Образовавшаяся под скамьей багровая лужа постепенно добралась до бездыханно лежащего лицом вниз вождя. Кровь его младшего сына впитывалась в каштановые волосы, проникала в безжизненные ноздри и слега касалась посиневших губ Старио Вирсмунка, вождя клана Вирсмунк, лучшего кузнеца в Станоке и на всем Великом Севере.
Глава 3
Даже не надейся!
Зима на юге Великого Севера проходит несколько мягче, чем в остальной части Станоки, где располагалось большинство кланов. Но всё же это настоящая холодная зима, не похожая на бесснежный круглогодично теплый климат вечнозеленого королевства Раус, одного из трех государств, входящего в состав Южного Амблигонита. Торговый путь, сводящий Станоку и Раус, местами превращался в настоящее препятствие. Из-за отсутствия сильных морозов дорога на юге Станоки на отдельных участках представляла собой непреодолимое месиво рыхлого снега, в котором с легкостью застревали деревянные колеса даже пустых, незагруженных повозок. Люди, однажды попавшие в плен подобной дороги, рискуют провести время в ожидании либо весны, либо голодной и холодной смерти…
Измотанная лошадь едва перебирала уставшими ногами снежную кашу. Бедное животное, тяжело фыркая, пыталась вытянуть застрявшую, набитую доверху, повозку.
– Треклятая скотина! Давай! Тяни, тяни сильнее, кобыла старая! – Грузный северянин с большим круглым животом, сидя верхом на повозке, со всей силы хлыстал обессиленную лошадь, оставляя на ее черной спине кровавые полосы.
– Говорил я Фуро – нужно было две кобылы запрягать. От одной лошади на такой дороге проку мало, тем более от такой дряхлой, как эта, – крикнул через плечо толстый северянин.
– Да ему давно уже плевать на нас! – недовольно буркнул голос из повозки. – Крысодав теперь якшается с этими блохастыми серыми собаками, суёт свой язык под их хвосты.
– Мерзкие Гойлы! Терпеть их не могу. Вечно разбрасываются деньгами и суют свой нос в чужие дела. А от их бреда про идиотские старые обряды у меня кишки связываются в узел, – кричал толстяк, продолжая лупить бедную лошадь.
После очередного удара плетью замученное животное, издав дикое ржание, изнеможенно повалилось на бок, опрокидывая за собой телегу с товаром и пассажирами. Повозка лениво накренилась на двух боковых колесах, сбрасывая с себя все содержимое. С грохотом разбивалась друг о друга стеклянная посуда, в воздухе расправлялись расписные ковры, зерно водопадом сыпалось из некрепко завязанных мешков. В снег со звоном падало выкупленное у южан оружие: ржавые палицы, арбалеты без тетивы, затупленные мечи, деревянные щиты с иссеченными следами. Толстый северянин отлетел в сторону и уткнулся головой в сугроб по самый пояс, оставив на поверхности свои неуклюже дёргающиеся ноги. Напарник, что сидел в повозке, успел вовремя спрыгнуть на дорогу. Повозка с хлопком перевернулась вверх дном.
Одно из четырех колес медленно крутилось в воздухе.
Второй путник, низкий и сгорбленный, растерянно осматривал опрокинутую телегу. Заметив среди разбросанного товара торчащие из снега ноги своего товарища, он стремглав понесся на помощь, придерживая на бегу слетающую шапку.

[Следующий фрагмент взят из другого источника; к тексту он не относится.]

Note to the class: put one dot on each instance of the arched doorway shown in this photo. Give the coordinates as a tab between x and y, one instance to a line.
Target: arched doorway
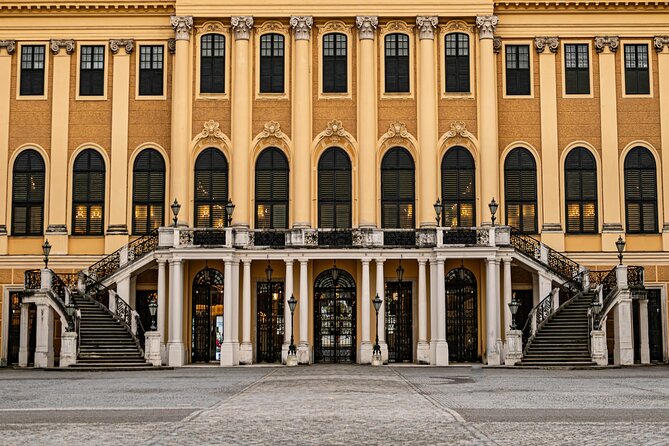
334	317
207	322
461	315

– Держись, Вой. Я вытащу тебя! – прокричал в сугроб горбатый северянин, затем, закинув ноги своего напарника себе на плечи, начал усердно вытягивать тушу из снежного плена.

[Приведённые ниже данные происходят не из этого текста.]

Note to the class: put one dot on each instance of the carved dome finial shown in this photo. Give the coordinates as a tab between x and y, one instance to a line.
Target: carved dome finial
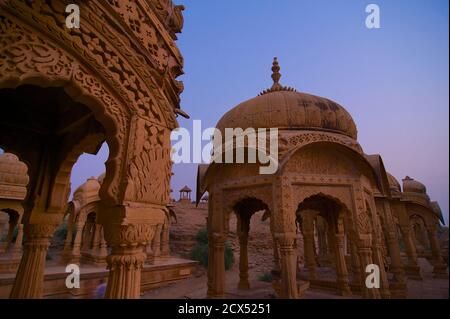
276	75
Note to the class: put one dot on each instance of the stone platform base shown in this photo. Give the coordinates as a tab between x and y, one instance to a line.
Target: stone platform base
413	272
162	272
9	264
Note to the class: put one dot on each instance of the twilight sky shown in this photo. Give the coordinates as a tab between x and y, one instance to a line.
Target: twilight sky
393	81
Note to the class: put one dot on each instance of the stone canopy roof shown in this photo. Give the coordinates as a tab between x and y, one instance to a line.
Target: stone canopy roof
284	108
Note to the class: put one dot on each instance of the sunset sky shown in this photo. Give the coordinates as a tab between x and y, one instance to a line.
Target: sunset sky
393	81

– Сейчас, Вой. Еще немного… – прорычал горбун, приложив предельное усилие на ноги.
В какой-то момент толстяк резко вылетел из сугроба. Горбатого повело вперед, от чего он не справился с равновесием и распластался на дороге. Оба лежали лицом к небу и жадно глотали воздух.
– Фуро отрежет нам головы и скормит собакам, – задыхаясь, простонал горбун, продолжая смотреть в дымчатое Северное небо.

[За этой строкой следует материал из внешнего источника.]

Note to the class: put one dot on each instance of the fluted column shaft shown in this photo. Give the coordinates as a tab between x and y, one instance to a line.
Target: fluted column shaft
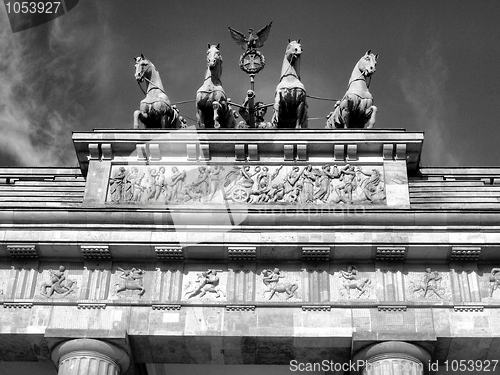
89	357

Вой с огромным усилием поднялся на ноги. Его взгляд прыгал от лежащей, тяжело испускающей пар лошади, – на опрокинутую повозку, с повозки – на разбросанный по снегу товар, с товара – на своего лежащего напарника. Он с минуту глубоко дышал, затем, подтянув на круглый живот свои штаны, подошел к валяющемуся северянину.
– Поднимайся, Дико, какого черта ты разлегся? – прошипел Вой, затем силой вогнал свой ботинок под ребра горбатого. Дико глухо простонал, но заставил себя подняться.